To me, one of the best compliments in songwriting is when someone comes up and says "You are writing my life" or "that is EXACTLY what happened to me!" We are trying to write things about life that are instantly relatable to other people. When you "say the same thing but different" and create a way people have never really thought of in that way before, you have succeeded as well as you can.

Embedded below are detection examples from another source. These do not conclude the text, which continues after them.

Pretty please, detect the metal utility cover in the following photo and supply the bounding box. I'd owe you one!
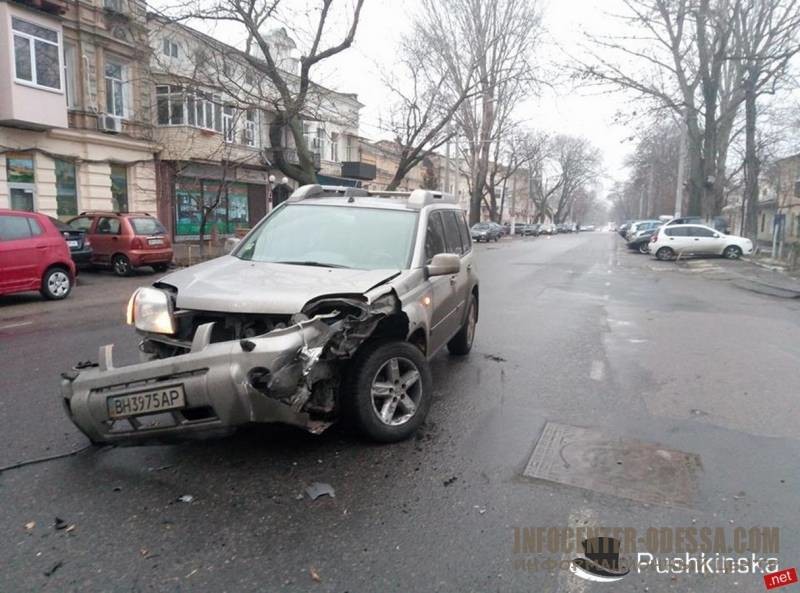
[523,422,701,506]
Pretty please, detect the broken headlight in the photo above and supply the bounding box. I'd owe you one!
[127,288,175,334]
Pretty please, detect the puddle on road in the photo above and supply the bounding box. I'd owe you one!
[523,422,702,507]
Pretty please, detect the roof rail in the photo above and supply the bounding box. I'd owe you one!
[289,184,456,208]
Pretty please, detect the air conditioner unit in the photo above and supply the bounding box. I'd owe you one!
[97,113,122,134]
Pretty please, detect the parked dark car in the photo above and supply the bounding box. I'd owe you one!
[69,212,172,276]
[469,222,500,243]
[47,216,92,266]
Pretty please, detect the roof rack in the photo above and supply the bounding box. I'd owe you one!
[289,184,456,208]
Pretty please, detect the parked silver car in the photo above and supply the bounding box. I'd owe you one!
[62,185,479,444]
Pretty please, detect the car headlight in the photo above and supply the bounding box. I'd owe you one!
[127,288,175,334]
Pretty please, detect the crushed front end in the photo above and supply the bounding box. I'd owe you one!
[61,287,399,444]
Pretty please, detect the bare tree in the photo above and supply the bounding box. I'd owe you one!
[173,0,364,184]
[732,0,800,240]
[415,0,540,224]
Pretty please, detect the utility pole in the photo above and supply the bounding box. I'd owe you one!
[675,109,689,218]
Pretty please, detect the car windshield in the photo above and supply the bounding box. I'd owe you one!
[233,204,417,270]
[128,217,167,235]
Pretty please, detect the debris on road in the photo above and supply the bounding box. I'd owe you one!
[306,482,336,500]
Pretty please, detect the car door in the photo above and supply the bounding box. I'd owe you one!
[0,214,40,292]
[425,211,458,352]
[687,226,722,255]
[91,216,120,264]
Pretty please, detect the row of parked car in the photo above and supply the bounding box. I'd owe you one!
[0,209,173,300]
[617,216,753,261]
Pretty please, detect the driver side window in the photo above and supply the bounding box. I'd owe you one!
[425,212,446,264]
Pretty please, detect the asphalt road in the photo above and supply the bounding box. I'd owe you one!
[0,233,800,593]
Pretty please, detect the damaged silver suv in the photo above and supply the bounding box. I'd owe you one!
[61,185,479,444]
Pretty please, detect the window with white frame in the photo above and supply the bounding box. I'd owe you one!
[11,17,61,91]
[105,60,127,117]
[244,109,260,146]
[161,37,178,58]
[222,105,236,143]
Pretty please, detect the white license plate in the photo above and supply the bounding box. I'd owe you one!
[107,385,186,418]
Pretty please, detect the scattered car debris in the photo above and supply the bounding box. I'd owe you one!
[44,560,64,577]
[306,482,336,500]
[308,566,322,583]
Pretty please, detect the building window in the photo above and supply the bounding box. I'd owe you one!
[244,109,259,146]
[222,105,236,143]
[64,43,78,108]
[111,165,128,212]
[106,62,125,117]
[6,154,36,212]
[161,38,178,58]
[11,17,61,90]
[55,159,78,216]
[175,177,250,237]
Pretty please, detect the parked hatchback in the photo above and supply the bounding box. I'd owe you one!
[0,209,75,300]
[69,212,172,276]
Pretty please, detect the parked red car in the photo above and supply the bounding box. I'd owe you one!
[69,212,172,276]
[0,209,75,300]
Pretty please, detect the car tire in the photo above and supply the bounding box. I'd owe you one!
[722,245,742,259]
[447,294,478,356]
[111,253,133,277]
[656,247,675,261]
[343,341,433,443]
[41,267,72,301]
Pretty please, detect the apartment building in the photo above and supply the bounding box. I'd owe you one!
[0,0,157,218]
[148,14,374,241]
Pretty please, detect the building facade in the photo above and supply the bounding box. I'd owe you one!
[0,0,157,219]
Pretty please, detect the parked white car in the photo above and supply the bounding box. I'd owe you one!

This is not to say that every detail has to be exact. Never let the facts get in the way of a good story. Much in the country music industry is one third personal experience, one third craft, and one third "Just making stuff up!" But you will find in most country songs reality in the details and a narrative that most people can see in their mind's eye without having to think about it. And you can also take details of other people's lives to make it work. I have not had anyone yet to die the long slow agonizing death of Alheimers Disease. But I have had plenty of friends, ex girlfriends, extended relatives, and several songwriting co-writers who have. I know by talking to them somewhat of the pain, the constant care, the uncertainty and feeling of hopelessness that comes with that. Coupled with my own relatives having to deal with other health issues, and it is not too much of a stretch to be able to put all those emotions into a storyline of a song.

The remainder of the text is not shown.